Manage your own plugin preferences

  1. Go to Profile -> Plugins (/user/profile/plugins). This page is available to administrators and editors.
  2. Tick the globally enabled plugins you want to hide from your own navigation.
  3. Save. Your preferences are stored separately from the admin grants and only affect your own view.

Self-service: profile, password and clipboard

  1. Profile (/user/profile) shows your own account using the same detail view as the admin user page.
  2. Edit profile (/user/profile/edit) takes you to your edit form.
  3. Change password (/user/passwordReset) asks for your current password and a new password (with confirmation) before updating it.
  4. Clipboard (/user/clipboard) lists the items you have saved to your clipboard.

Process registration requests

  1. Go to the registration queue (/user/registration/pending). The page lists incoming public registration requests and can be filtered by status (pending, verified, approved, rejected or expired).
  2. To approve a request, optionally choose a group to assign and add admin notes, then approve. This creates a full user account from the request details (including the verified email and chosen username) and marks the request approved.
  3. To reject a request, add admin notes and reject. The request is marked rejected and no account is created.

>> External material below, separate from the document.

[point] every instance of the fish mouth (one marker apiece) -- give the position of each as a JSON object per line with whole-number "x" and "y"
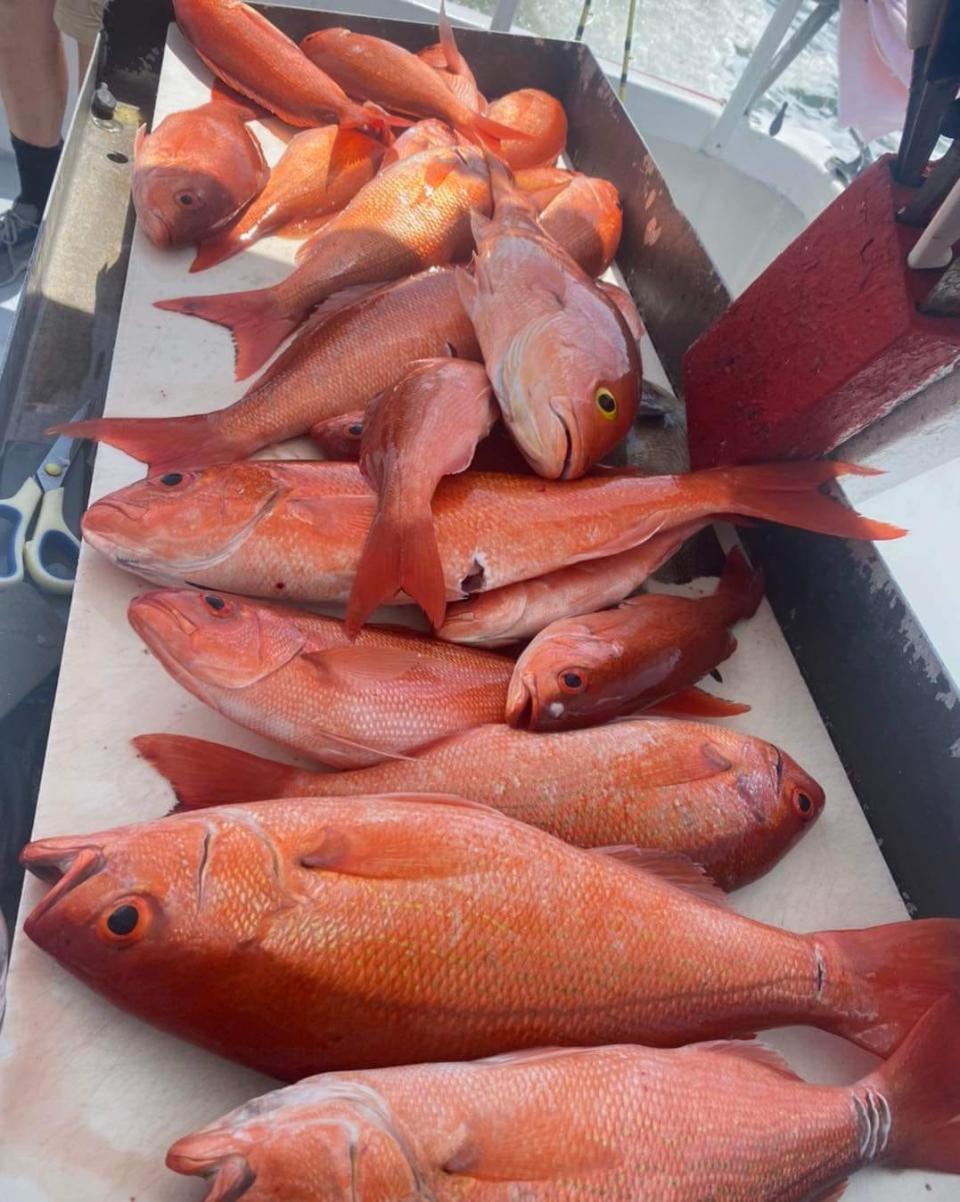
{"x": 228, "y": 1172}
{"x": 523, "y": 703}
{"x": 60, "y": 864}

Public visitors begin the process at the registration form (/user/register) and confirm their email through the verification link (/user/verify/{token}).

Configuration

The package has no dedicated config file; behaviour is driven by data and shared settings:

  • User accounts are stored across the class-table-inheritance chain object -> actor -> user, with the display name in actor_i18n and contact details in contact_information / contact_information_i18n.
  • Group membership is stored in acl_user_group. Every user is always assigned the Authenticated group (id 99); only groups above the system range (id greater than 99) are selectable on the form.
  • Translation languages are stored as a translate permission in acl_permission for the user.
  • Preferred locale is stored on the user record when the schema includes that column; on older installs the field is simply not shown and the interface falls back to the URL, cookie or browser preference.
  • API keys are stored in the property / property_i18n tables under the names RestApiKey and OaiApiKey.
  • Plugin grants are stored in user_plugin_grant, and plugin preferences in user_plugin_preference; both reference plugin names from atom_plugin.
  • Available languages for the form come from the i18n_languages setting, falling back to the translation files in the application's lang directory.
  • Page size for the browse list follows the shared hits-per-page setting.
  • Registration requests are stored in a registration request table (ahg_registration_request), the only table this package installs.

Administrative pages are protected by the admin middleware, and write actions additionally require the matching ACL action (create, update or delete). Self-service pages require an authenticated session; the registration form and email verification are public.